In recent years the artists have expanded their existing manifestos by the post-Internet aesthetics. They have begun to project mechanisms and simple imagination known from the computer environment and the web, as can be seen in Intervention 3 of Superimpositions at the Colloredo-Mansfeld Palace where they have prepared a series of disparate objects presenting the current stage of artistic development of each of them. At the same time they have not lost anything from their playfulness and irony, which make them different from the ubiquitous contemplative, serious and sophisticated approach to art.
The term Superimpositions, originally the title of a soundtrack and album by the Milano musician Lorenzo Senni, refers to a technique in which a layer is imposed on the existing surface. It is used as a term for intervention of objects overlaying the piano nobile of the Colloredo-Mansfeld Palace and as an expression of their layering related more to the technique rather than to the content.

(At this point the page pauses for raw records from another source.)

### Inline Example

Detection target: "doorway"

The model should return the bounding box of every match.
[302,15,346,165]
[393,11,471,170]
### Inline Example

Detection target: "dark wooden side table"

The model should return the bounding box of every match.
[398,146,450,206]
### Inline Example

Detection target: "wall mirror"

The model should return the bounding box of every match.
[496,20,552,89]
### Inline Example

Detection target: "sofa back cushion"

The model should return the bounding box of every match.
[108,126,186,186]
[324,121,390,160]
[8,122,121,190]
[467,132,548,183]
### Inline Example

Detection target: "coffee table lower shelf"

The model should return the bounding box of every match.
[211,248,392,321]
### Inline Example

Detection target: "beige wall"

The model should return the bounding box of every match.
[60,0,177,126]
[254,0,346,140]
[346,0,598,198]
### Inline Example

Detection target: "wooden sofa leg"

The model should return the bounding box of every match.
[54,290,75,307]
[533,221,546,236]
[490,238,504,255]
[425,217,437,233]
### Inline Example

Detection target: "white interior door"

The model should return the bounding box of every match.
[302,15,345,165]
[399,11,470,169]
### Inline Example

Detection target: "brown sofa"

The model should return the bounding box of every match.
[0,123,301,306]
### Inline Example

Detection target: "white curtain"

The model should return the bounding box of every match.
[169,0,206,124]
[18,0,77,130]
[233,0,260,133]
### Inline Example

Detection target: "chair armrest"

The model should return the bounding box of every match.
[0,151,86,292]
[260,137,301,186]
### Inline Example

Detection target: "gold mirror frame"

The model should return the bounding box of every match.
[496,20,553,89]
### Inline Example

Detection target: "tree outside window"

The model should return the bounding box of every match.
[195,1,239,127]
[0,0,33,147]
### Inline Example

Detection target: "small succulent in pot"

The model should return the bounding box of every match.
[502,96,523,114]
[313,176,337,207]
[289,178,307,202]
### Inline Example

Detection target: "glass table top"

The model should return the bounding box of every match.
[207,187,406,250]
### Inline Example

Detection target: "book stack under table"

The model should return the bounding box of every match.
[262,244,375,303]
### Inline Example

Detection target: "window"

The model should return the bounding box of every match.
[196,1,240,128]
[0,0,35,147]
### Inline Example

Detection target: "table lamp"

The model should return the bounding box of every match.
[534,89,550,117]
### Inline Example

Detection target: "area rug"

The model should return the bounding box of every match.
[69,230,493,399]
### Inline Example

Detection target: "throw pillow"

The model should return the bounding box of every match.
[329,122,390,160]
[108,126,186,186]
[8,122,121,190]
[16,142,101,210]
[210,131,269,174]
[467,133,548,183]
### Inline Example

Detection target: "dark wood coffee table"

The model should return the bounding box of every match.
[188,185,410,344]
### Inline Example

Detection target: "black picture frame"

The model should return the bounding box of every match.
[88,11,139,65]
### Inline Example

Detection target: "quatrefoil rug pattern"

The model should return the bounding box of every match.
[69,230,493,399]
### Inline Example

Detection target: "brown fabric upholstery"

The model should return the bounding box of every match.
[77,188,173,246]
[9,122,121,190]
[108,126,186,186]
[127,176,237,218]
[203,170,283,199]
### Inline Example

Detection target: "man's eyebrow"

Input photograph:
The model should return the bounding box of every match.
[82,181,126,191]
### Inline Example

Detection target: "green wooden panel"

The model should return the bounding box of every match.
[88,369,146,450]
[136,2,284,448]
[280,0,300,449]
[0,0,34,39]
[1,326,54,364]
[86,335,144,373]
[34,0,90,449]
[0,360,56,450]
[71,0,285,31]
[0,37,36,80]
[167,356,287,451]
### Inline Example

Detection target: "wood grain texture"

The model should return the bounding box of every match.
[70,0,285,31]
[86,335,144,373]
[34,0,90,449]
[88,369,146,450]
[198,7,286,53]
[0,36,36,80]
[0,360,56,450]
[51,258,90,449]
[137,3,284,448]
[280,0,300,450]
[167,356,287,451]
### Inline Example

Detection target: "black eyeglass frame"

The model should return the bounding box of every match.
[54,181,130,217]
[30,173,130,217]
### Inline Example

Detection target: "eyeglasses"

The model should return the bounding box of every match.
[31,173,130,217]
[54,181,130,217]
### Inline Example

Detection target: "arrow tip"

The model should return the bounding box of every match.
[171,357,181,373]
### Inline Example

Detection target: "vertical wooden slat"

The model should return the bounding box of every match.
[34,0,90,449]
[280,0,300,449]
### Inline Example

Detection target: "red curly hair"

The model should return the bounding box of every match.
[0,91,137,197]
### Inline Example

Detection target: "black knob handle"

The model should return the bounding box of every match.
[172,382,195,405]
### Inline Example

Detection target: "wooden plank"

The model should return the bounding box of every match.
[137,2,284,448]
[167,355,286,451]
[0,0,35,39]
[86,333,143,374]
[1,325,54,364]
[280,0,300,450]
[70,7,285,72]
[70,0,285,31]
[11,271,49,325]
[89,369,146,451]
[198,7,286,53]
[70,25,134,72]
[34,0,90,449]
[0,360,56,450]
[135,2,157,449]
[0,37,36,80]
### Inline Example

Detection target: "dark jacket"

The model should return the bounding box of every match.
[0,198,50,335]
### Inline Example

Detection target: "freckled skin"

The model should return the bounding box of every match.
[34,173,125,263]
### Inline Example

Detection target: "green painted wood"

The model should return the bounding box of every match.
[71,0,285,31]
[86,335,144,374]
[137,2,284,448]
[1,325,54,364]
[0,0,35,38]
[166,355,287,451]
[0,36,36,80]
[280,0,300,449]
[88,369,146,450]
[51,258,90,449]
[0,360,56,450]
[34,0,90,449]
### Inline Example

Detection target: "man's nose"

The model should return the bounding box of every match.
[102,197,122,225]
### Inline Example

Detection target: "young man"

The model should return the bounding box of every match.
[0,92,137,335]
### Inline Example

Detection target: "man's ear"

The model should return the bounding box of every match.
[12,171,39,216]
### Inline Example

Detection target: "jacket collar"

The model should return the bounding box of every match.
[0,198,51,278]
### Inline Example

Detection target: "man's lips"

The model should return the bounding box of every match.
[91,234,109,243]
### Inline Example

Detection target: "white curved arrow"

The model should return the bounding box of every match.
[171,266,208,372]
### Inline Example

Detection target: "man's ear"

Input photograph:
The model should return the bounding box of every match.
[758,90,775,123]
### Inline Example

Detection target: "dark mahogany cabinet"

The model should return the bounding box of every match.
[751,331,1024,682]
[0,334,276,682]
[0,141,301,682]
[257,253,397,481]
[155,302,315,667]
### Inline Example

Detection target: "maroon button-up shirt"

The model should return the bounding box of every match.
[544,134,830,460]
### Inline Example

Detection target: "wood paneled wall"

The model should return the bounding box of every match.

Anežka Hošková is a master of styling. Her propensity for self-stylization employing a deep irony and fantasy can be seen from the very beginning of her entrée into the Czech art scene.
During her studies at Václav Stratil’s Department at the Brno Faculty of Fine Arts she created surreal paintings and drawings of animals and figural motifs with distinct contours, very close by their schematic nature to comic cartoons, which is a feature she has in common with Jakub. At that time already Anežka worked with grim themes such as the motif of death and symbols of darkness and magic accompanied by a slight dose of irony. One of the main sources of inspiration for her was the literary oeuvre of Sylvia Plath, after whose poems Anežka entitled her works of art.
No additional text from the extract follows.